As electricity sought new paths across the network, other lines overloaded, snapping more equipment offline. Power plants, transformers and power lines across western Arizona, Southern California and Mexico’s Baja California automatically shut off to protect themselves. The climax came at 3:38 p.m. when five lines supplying San Diego simultaneously shut down, sealing that region’s electrical fate. Power instantly zapped out for 7 million people.

For 12 hours, a swath of the Southwest was powerless. Commerce shut down as electronic transactions and cash registers failed. Without signal lights to guide traffic, streets jammed. Food spoiled. Millions of gallons of raw sewage escaped, tainting coastal estuaries and beaches. Hospitals, 911 call centers and other first responders struggled to meet demand while relying on limited backup power.

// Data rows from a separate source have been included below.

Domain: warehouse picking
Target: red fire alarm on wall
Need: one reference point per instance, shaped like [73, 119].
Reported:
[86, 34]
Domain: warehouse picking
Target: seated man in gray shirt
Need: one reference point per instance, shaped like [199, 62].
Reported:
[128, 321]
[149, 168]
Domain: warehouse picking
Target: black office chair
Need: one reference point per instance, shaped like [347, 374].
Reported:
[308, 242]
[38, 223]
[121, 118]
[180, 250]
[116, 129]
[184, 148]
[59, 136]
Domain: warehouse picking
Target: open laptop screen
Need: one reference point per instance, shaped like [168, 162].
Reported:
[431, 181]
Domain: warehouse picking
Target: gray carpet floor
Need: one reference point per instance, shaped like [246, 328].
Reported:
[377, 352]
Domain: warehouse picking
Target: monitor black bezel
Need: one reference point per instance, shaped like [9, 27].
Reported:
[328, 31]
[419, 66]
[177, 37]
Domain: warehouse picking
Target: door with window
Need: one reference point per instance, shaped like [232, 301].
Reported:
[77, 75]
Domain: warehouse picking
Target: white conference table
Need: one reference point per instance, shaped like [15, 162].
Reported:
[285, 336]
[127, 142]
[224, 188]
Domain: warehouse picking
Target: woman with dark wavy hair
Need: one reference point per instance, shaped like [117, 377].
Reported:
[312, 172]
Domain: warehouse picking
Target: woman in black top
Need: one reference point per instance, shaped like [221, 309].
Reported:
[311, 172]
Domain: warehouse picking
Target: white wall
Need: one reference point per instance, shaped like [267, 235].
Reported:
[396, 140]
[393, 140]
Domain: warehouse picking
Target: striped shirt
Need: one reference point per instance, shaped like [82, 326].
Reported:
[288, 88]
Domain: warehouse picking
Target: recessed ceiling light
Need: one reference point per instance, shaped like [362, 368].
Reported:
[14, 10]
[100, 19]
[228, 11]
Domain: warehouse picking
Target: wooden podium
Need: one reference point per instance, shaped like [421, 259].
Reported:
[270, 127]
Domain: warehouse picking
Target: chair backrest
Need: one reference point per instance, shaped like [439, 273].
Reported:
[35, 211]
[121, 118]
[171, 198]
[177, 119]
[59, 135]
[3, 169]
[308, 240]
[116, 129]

In all, the cost just to San Diego’s economy was at least $100 million. But the price tag for big blackouts can go even higher. “When we have a blackout in New York, people die, and the cost is essentially $6 billion to $10 billion per day,” New York Independent System Operator CEO Stephen Whitley said at a 2015 conference. (NYISO manages the state’s power grid.) With so much at stake, the industry places a high premium on reliability.

In theory, spontaneous blackouts should never happen. According to the cardinal rules of designing and operating power grids, the system should always have enough spare capacity to sustain the loss of any single element, even one as big as the Southwest Powerlink. Grid operators create computer simulations of their grids and systematically rerun the models, taking out each element in turn, and confirm that the flows are stable.